For comfort body heat should be transmitted away from the body to the outer side of the clothing. This dry heat transmission occurs through conduction,convection and radiation. The mechanism of heat transmission through a fabric depends on its constituent fiber type, fiber arrangement, fabric bulk density,thickness, and the compressibility of the fabric structure . Here, an attempt has been made to compare the thermal behavior of various cellulosic fabrics including union as well as pure fabrics with 100% cotton. The results for comparative analysis of thermal insulation value are listed in Table 3. From the results it can be seen that fabric samples containing cotton indicate thermal insulation values on higher side as compared to pure fabrics of unconventional fibers presumably due to the structure of cotton fiber. Cotton fiber contains hollow lumen and twists causing more air entrapping in yarn.

Whereas, the fibers of hemp, linen and ramie are smooth, straight and contain almost no lumen . Moisture and water vapor transmission plays a very important role in governing the physiological comfort of apparel fabrics. This is related to the moisture vapor transmission through the fabric. This decides the extent of comfort the wearer feels in a sweating or similar condition. The results of moisture vapor transmission rate are listed in Table 3. The findings reveal that all the pure fabrics of unconventional fibers and their respective union fabrics have increased volumes of moisture vapor transmission as compared to the reference cotton sample.This behavior can be attributed to the hygroscopic nature of the fibers used. Also the fiber properties like diameter, rigidness and cross-section play an essential role in deciding the extent of openness of structure that will be responsible for better moisture vapor transmission. The higher values of MVTR indicates that these fabrics can transfer liquid moisture very easily and quickly from next-to-skin to the outer surface.

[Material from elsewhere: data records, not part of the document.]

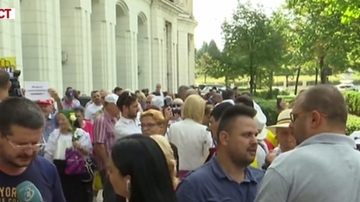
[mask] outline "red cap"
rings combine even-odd
[[[36,103],[39,105],[52,105],[53,101],[51,100],[40,100],[36,101]]]

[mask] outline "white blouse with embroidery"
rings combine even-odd
[[[77,128],[75,134],[80,136],[79,139],[80,147],[91,152],[93,146],[89,133],[81,128]],[[50,134],[45,146],[44,157],[51,161],[54,160],[65,160],[66,148],[72,147],[72,137],[71,133],[64,134],[61,133],[59,129],[54,130]]]

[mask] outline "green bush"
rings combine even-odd
[[[360,116],[360,92],[348,91],[344,93],[347,104],[349,113],[351,114]]]
[[[360,117],[349,115],[346,122],[346,134],[349,135],[357,130],[360,130]]]
[[[261,107],[264,114],[267,118],[267,125],[276,124],[278,114],[275,110],[276,106],[276,100],[265,100],[261,98],[255,98],[254,100]]]

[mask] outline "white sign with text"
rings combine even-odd
[[[50,94],[48,91],[50,85],[49,82],[40,81],[26,81],[24,82],[25,96],[33,101],[48,100]]]

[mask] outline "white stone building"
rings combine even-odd
[[[193,0],[1,0],[0,56],[16,57],[21,82],[89,95],[156,83],[194,83]]]

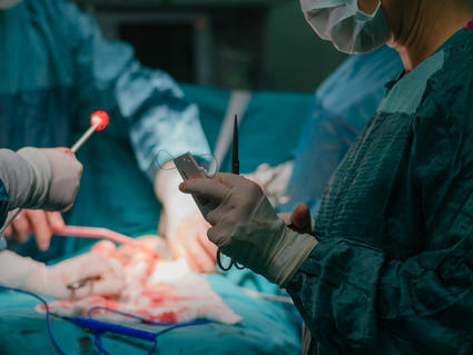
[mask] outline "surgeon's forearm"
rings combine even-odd
[[[23,148],[18,154],[0,149],[0,179],[8,191],[9,209],[37,207],[48,194],[51,174],[48,157],[39,149]]]
[[[2,286],[36,290],[28,285],[31,278],[36,278],[36,284],[43,282],[45,268],[45,264],[29,257],[19,256],[10,250],[0,252],[0,285]]]

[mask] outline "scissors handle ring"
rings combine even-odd
[[[223,264],[221,264],[221,250],[220,250],[220,248],[218,248],[217,249],[217,265],[218,265],[218,267],[221,269],[221,270],[224,270],[224,272],[228,272],[234,265],[235,265],[235,267],[237,268],[237,269],[239,269],[239,270],[243,270],[244,268],[245,268],[245,266],[243,266],[243,265],[239,265],[238,263],[235,263],[235,260],[230,260],[230,264],[228,264],[228,266],[227,267],[225,267]]]

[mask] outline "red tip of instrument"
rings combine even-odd
[[[108,114],[106,111],[95,111],[92,115],[90,115],[90,125],[96,125],[97,122],[100,122],[97,126],[97,130],[102,130],[108,125]]]

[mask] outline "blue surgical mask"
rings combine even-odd
[[[365,53],[391,39],[381,2],[373,14],[356,0],[300,0],[304,16],[322,39],[345,53]]]
[[[0,0],[0,10],[10,9],[17,4],[19,4],[21,0]]]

The findings compiled in Table 4 reveal that all the pure fabrics of unconventional fibers and their respective union fabrics have increased values of Accumulative one-way transport index as compared to the reference cotton sample. Generally fabrics which possess high OWTC values indicate that the liquid can be quickly transferred from the inner surface next to the skin to the outside surface. Also it will be spread quickly over the fabric bottom surface with a large wetted area. This large area spread of liquid help its quick evaporation into the environment. This behavior can be attributed to the hygroscopic nature of the fibers used. Also the fiber properties like diameter, rigidness and cross-section play a major role in deciding. Hemp fabrics show a relatively higher OMTC values and bottom spreading speed. This indicates that hemp fabrics can manage liquid moisture very efficiently. The sweat will quickly transmit to the outer side of such clothing and so will be evaporated by larger spreading in no time. The bottom water radius is also higher than top in fabrics containing hemp.

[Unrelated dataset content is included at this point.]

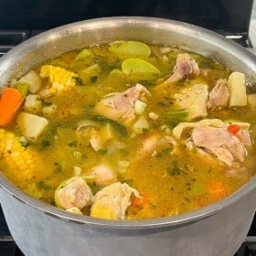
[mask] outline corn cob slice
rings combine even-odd
[[[22,183],[37,177],[43,161],[35,152],[23,147],[13,133],[0,129],[0,165],[13,182]]]
[[[52,65],[42,66],[39,75],[41,78],[49,79],[51,83],[51,87],[49,88],[51,95],[71,90],[75,86],[74,78],[78,77],[72,71]]]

The fabrics containing linen falls in the next position after hemp in such type of overall moisture management. It may be observed that the bending and shear hysteresis of cotton and cotton rich union fabrics are significantly higher than other fabrics. The tensile resiliency values of hemp and ramie fabrics are also significantly higher than other fabrics. Tensile linearity of all cellulosic fibers is almost similar; the same is also observed in case of low stress compressibility. This actually falls in the logic that at low stress levels both tensile and compression results behave alike. From surface properties point of view, banana and linen fabrics exhibit significantly higher geometrical roughness due to higher hairiness and surface roughness of these two yarns. The THV of the fabric samples is estimated with the help of various primary hand values using the Kawabata-Niwa equations by KES system and the results are displayed in Figure 1.

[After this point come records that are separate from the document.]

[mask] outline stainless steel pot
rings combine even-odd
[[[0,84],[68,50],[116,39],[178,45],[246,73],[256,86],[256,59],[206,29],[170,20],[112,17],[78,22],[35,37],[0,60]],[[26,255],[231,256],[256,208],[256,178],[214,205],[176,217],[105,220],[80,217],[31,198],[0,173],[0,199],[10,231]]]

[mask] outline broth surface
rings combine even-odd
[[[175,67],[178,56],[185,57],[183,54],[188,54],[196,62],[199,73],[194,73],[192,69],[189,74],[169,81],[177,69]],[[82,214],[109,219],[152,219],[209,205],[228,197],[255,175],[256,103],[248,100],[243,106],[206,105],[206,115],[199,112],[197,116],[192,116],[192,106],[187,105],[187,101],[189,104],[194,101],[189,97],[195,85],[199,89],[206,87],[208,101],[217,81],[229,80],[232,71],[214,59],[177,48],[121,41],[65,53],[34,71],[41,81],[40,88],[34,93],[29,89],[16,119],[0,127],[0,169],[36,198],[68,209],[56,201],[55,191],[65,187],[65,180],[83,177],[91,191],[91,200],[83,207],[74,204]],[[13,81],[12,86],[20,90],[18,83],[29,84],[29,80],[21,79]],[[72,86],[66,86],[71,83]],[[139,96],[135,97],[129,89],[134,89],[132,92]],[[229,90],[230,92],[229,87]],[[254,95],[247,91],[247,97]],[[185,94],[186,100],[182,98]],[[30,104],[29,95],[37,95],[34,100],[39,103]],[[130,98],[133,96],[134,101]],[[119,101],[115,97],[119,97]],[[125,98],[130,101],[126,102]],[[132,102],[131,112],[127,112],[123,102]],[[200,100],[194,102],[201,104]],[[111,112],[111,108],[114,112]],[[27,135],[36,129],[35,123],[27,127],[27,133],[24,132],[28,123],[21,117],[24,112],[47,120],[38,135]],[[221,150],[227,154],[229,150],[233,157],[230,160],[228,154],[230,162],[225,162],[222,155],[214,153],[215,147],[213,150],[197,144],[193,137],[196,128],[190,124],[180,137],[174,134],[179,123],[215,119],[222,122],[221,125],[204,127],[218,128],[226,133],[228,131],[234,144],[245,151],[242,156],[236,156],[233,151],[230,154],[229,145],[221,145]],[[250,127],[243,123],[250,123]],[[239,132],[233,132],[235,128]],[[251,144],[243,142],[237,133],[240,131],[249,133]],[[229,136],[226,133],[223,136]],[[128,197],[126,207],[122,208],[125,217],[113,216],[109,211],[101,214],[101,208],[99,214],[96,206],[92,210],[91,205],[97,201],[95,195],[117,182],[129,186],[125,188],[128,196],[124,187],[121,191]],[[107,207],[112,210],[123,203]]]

It may be observed that the linen fabric gives the highest THV for summer and lowest THV for winter applications. This behavior is reflected in its constituent low stress mechanical properties where it found that both bending and shear hysteresis are significantly lower than other fabrics.The results also depict that almost all the fabric samples exhibit higher THV for summer applications as compared to winter due to obvious reason of their suitability as a cellulosic fiber predominantly meant for tropical and sub-tropical climate. The values of summer THV of all pure unconventional fiber based fabrics and their respective union fabrics are either comparable or better than100% cotton. This trend strongly advocates the possibility of unconventional fiber fabrics to be used as an apparel fabric for summers.Hemp fibre has widely been used in many civilizations. It has been reported that the earliest use of hemp was over 6000 years ago.